The launch is the moment the project meets the user. Done well, the launch feels boring - because the team rehearsed it. Done poorly, the team learns about every assumption that was wrong at once. This chapter shows the three artifacts (checklist, rollback, handover) that make boring launches reliable.

When does formal launch process pay back?

Three signals.

User-facing change. Anything customers see needs a launch window with rollback. Internal-only changes can be lighter.

Irreversible without effort. Database schema migrations, data backfills, billing changes. Once shipped, undoing costs hours or days. The launch checklist is your insurance.

Cross-team coordination. Marketing announce, customer support notify, on-call standby. Without a written launch plan, one of the three forgets.

For a feature flag rollout to 1% of users with no data changes, the launch is "flip flag, watch dashboard". No formal artifact needed.

What is the cost of skipping launch artifacts?

Three failure modes.

Surprise rollback. Engineering ships, support gets paged about confusion, marketing's email goes out as planned, and nobody knows whether to roll back. Coordination collapses.
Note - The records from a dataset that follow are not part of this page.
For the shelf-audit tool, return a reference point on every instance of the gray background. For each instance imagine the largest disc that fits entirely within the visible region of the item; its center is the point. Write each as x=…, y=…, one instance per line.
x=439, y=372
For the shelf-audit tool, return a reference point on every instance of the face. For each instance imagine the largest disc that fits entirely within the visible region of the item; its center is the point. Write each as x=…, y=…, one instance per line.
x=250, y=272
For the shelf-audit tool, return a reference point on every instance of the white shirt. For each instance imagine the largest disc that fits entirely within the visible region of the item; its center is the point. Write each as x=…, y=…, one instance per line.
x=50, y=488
3 AM page on the wrong person. No handover doc means the oncall engineer who picks up the page has no context. Mean time to recovery doubles.

Stakeholder shock. A launch the sponsor expected on Monday ships on Wednesday because of unwritten dependencies. Trust erodes; the team has to apologise without good explanation.

What is the minimal go-live checklist?

# Go-Live Checklist — {{ Feature / Project }}

## Pre-launch (T-2 days)
- [ ] Feature flag created and defaults to off
- [ ] Migration scripts tested in staging twice
- [ ] Rollback plan written and reviewed (see below)
- [ ] On-call schedule for launch window confirmed
- [ ] Customer support runbook updated; CS team briefed
- [ ] Stakeholder comms sent (email + Slack #launches channel)

## Launch window (T-0)
- [ ] Deploy artifact to production
- [ ] Smoke tests pass
- [ ] Flag enabled for internal users (1%)
- [ ] Metrics dashboard green for 30 minutes
- [ ] Flag enabled for 10% of users
- [ ] Metrics green for 60 minutes
- [ ] Flag enabled for 100% of users
- [ ] Announcement sent

## Post-launch (T+24h)
- [ ] No new incidents tied to this launch
- [ ] Customer support ticket volume normal
- [ ] Performance metrics within target
- [ ] Handover doc complete and assigned
- [ ] Project channel archived; ops channel has owner

## Rollback plan
**Trigger**: error rate > 0.5% sustained 5 min, OR latency p99
> 2x baseline sustained 10 min, OR customer complaints volume
> 10x baseline.

**Steps** (target: < 30 min):
1. Set feature flag to off (1 min)
2. Verify metrics return to baseline (5 min)
3. If migration involved: run rollback migration (10 min)
4. Notify stakeholders + support (5 min)
5. Open incident channel for root cause analysis

**Owner during launch window**: {{ on-call lead name }}

Two details. The pre-launch section is checked 48 hours ahead so gaps surface early. The rollback trigger has specific thresholds, not "if it feels broken" - this stops debate during the incident.

What does the ops handover doc look like?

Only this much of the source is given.